Cesar Callegari

Artigo publicado na Folha de São Paulo em agosto de 2022

Em 2018, neste espaço da Folha de São Paulo, defendi a revogação da Lei 13.415/2017 que instituiu o chamado “novo ensino médio”.  Com a proximidade das eleições essa ideia volta a ser cogitada, cabendo questionar se a proposta de revogação ainda deve ser sustentada. Na época, argumentei que a reforma seria excludente, reducionista e poderia acentuar as graves desigualdades educacionais brasileiras. E defendi que a Base Nacional Comum Curricular (BNCC) do ensino médio, recém apresentada pelo MEC, também fosse rejeitada. Passados quatro anos, tanto a Lei quanto a BNCC continuam em vigor e muita coisa aconteceu. A começar por dois grandes desastres: uma pandemia e a pavorosa incúria educacional do governo Bolsonaro.

Em que pesem esses flagelos, a maioria dos governos estaduais tomou medidas para a implementação da reforma. As situações são muito diversas, mas até aqui o quadro geral sugere fracassos. Direitos educacionais dos estudantes vêm sendo rebaixados, muitos jovens têm sido excluídos do sistema escolar enquanto aumentam as desigualdades em detrimento dos segmentos sociais mais vulneráveis. A redução da parte comum dos currículos para 1800 horas, conforme prevê a Lei, vem se refletindo na eliminação de conteúdos importantes de várias disciplinas. A organização curricular por áreas de conhecimento – outra novidade – não tem sido acompanhada de investimentos na formação docente, revelando-se casos de flagrante improviso onde professores de biologia são obrigados a dar aulas de física sem nenhum conhecimento sobre a matéria. Na mesma linha, a miragem de que os jovens poderiam optar entre vários itinerários formativos mostra-se um festival de arremedos e frustrações. Na maioria das escolas essas opções são reduzidas ou inexistentes e raramente dispõem de educadores com formação e equipamentos adequados ao seu trabalho. Na falta de profissionais e infraestrutura, algumas redes, como a do Paraná, apelam para simulacros de aulas a distância, sob protesto dos estudantes. Outras, como a de São Paulo, respondem a ações judiciais pela escandalosa falta de professores

Diante desse quadro, justifica-se a revogação da Lei e sua proposta de reforma? A resposta deve ser não, ainda não. Políticas e programas educacionais podem ser modificados ou até extintos, mas não sem, antes, uma rigorosa avaliação. E jamais sem a apresentação de uma sólida proposta substitutiva. Pois são políticas públicas, envolvem recursos públicos, mobilizaram milhões de pessoas que enfrentaram problemas, criaram soluções e, por isso, merecem consideração criteriosa.

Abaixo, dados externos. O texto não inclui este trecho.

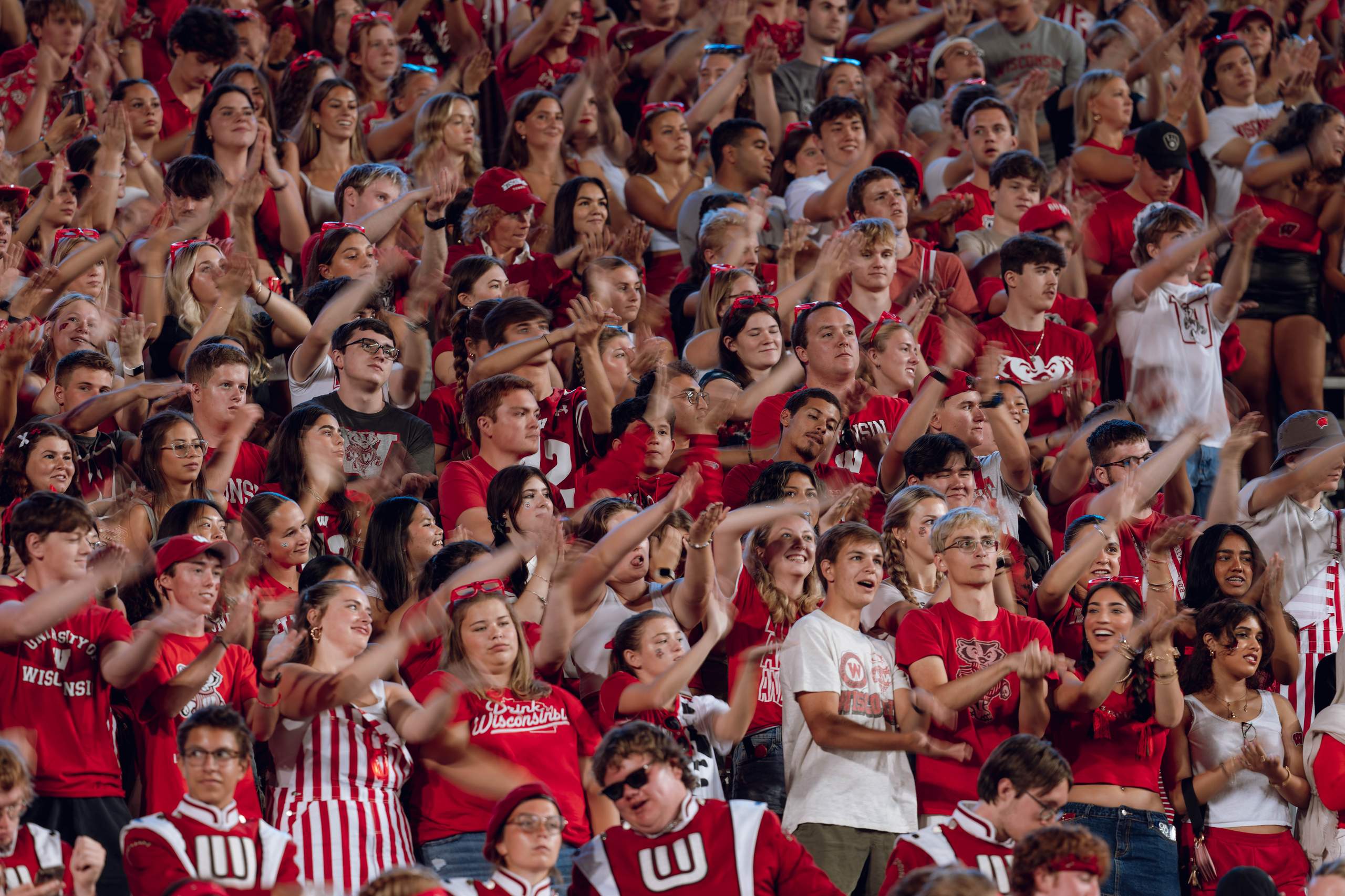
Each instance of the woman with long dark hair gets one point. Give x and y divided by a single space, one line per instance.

É preciso reconhecer que uma reforma do ensino médio continua sendo necessária e urgente no Brasil. Dos jovens que conseguem concluir essa etapa, só 10% adquiriram conhecimentos suficientes em matemática e apenas 37% em língua portuguesa, situação agravada pela pandemia. Contudo, no instante em que se discutem as diferentes propostas eleitorais, o verbo correto é ‘rever’ o atual modelo de reforma do ensino médio a partir de um amplo diálogo com professores, estudantes, pesquisadores e gestores. E, com base nessa experiência, construir uma proposta alternativa na perspectiva de um pacto nacional pela educação de qualidade como direito de todos.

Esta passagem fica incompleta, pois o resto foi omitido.